Cyberbullying is the wilful and repeated infliction of harm on an individual using the Internet and digital technologies. Similar to face-to-face bullying, cyberbullying can be captured formally using the Routine Activities Model (RAM) whereby the potential victim and bully are brought into proximity of one another via the interaction on online social networking (OSN) platforms. Although the impact of the COVID-19 (SARS-CoV-2) restrictions on the online presence of minors has yet to be fully grasped, studies have reported that 44% of pre-adolescents have encountered more cyberbullying incidents during the COVID-19 lockdown. Transparency reports shared by OSN companies indicate an increased take-downs of cyberbullying-related comments, posts or content by artificially intelligen moderation tools. However, in order to efficiently and effectively detect or identify whether a social media post or comment qualifies as cyberbullying, there are a number factors based on the RAM, which must be taken into account, which includes the identification of cyberbullying roles and forms. This demands the acquisition of large amounts of fine-grained annotated data which is costly and ethically challenging to produce. In addition where fine-grained datasets do exist they may be unavailable in the target language. Manual translation is costly and expensive, however, state-of-the-art neural machine translation offers a workaround. This study presents a first of its kind experiment in leveraging machine translation to automatically translate a unique pre-adolescent cyberbullying gold standard dataset in Italian with fine-grained annotations into English for training and testing a native binary classifier for pre-adolescent cyberbullying. In addition to contributing high-quality English reference translation of the source gold standard, our experiments indicate that the performance of our target binary classifier when trained on machine-translated English output is on par with the source (Italian) classifier.

查看原文本刊更多论文

利用机器翻译对学龄前青少年进行跨语言细粒度网络欺凌分类

网络欺凌是指利用互联网和数字技术故意反复对个人造成伤害。与面对面欺凌类似，可以使用日常活动模型（RAM）正式捕捉网络欺凌，通过在线社交网络（OSN）平台上的互动，将潜在的受害者和欺凌者拉近距离。尽管新冠肺炎（SARS-CoV-2）限制对未成年人在线的影响尚未完全掌握，但研究报告称，44%的学龄前青少年在新冠肺炎封锁期间遇到了更多的网络欺凌事件。OSN公司分享的透明度报告表明，人工智能审核工具越来越多地删除与网络欺凌相关的评论、帖子或内容。然而，为了有效地检测或识别社交媒体帖子或评论是否符合网络欺凌的条件，必须考虑基于RAM的许多因素，其中包括识别网络欺凌的角色和形式。这需要获取大量细粒度的注释数据，这是一项成本高昂且在道德上具有挑战性的工作。此外，在确实存在细粒度数据集的情况下，它们在目标语言中可能不可用。人工翻译成本高昂，但最先进的神经机器翻译提供了一种解决方法。这项研究首次利用机器翻译将一个具有细粒度注释的独特的青春期前网络欺凌金标准意大利语数据集自动翻译成英语，用于训练和测试青春期前网络霸凌的原生二元分类器。除了贡献源黄金标准的高质量英语参考翻译外，我们的实验表明，当在机器翻译的英语输出上训练时，我们的目标二进制分类器的性能与源（意大利语）分类器不相上下。

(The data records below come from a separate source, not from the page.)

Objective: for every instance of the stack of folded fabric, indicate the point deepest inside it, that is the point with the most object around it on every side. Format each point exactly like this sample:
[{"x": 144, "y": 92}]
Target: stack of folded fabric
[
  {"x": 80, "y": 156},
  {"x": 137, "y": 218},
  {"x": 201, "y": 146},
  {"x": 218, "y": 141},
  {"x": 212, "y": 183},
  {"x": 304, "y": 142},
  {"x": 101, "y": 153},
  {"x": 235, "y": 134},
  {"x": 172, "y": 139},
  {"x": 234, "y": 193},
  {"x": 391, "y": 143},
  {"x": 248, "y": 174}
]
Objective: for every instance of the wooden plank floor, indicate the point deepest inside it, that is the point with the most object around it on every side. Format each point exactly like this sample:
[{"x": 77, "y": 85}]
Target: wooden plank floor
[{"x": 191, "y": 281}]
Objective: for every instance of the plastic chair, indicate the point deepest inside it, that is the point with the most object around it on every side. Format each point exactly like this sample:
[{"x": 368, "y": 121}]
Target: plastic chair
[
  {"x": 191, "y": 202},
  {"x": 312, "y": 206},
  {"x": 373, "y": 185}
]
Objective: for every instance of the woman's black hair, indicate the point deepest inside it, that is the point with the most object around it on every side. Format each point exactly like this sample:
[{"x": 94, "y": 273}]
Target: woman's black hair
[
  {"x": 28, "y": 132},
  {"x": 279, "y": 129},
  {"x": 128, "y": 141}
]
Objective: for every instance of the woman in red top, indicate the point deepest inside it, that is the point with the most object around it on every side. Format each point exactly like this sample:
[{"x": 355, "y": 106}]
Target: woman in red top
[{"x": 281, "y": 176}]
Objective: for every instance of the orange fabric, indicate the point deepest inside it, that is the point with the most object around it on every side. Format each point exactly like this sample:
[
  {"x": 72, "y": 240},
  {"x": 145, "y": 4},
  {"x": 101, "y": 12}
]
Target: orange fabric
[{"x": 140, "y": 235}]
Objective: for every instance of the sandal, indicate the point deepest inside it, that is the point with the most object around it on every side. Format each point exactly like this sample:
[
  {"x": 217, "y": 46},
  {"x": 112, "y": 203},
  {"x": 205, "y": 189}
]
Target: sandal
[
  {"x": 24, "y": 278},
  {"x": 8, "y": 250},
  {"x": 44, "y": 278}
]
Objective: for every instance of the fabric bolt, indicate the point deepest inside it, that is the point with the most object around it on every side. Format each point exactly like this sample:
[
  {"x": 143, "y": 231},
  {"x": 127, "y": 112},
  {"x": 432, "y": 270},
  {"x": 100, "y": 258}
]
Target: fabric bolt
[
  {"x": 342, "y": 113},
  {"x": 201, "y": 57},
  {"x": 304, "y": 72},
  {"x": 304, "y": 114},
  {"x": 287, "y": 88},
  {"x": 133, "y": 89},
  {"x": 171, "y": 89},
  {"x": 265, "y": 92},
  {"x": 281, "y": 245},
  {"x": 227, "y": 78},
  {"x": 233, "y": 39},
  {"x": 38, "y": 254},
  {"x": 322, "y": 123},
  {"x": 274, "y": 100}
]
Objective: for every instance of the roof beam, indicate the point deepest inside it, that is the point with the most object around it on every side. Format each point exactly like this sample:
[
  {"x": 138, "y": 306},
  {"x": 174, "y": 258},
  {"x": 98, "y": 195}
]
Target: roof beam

本文章由计算机程序翻译，如有差异，请以英文原文为准。

求助全文

约1分钟内获得全文求助全文

来源期刊

Natural Language Engineering COMPUTER SCIENCE, ARTIFICIAL INTELLIGENCE-

CiteScore

5.90

自引率

12.00%

发文量

审稿时长

>12 weeks

期刊介绍： Natural Language Engineering meets the needs of professionals and researchers working in all areas of computerised language processing, whether from the perspective of theoretical or descriptive linguistics, lexicology, computer science or engineering. Its aim is to bridge the gap between traditional computational linguistics research and the implementation of practical applications with potential real-world use. As well as publishing research articles on a broad range of topics - from text analysis, machine translation, information retrieval and speech analysis and generation to integrated systems and multi modal interfaces - it also publishes special issues on specific areas and technologies within these topics, an industry watch column and book reviews.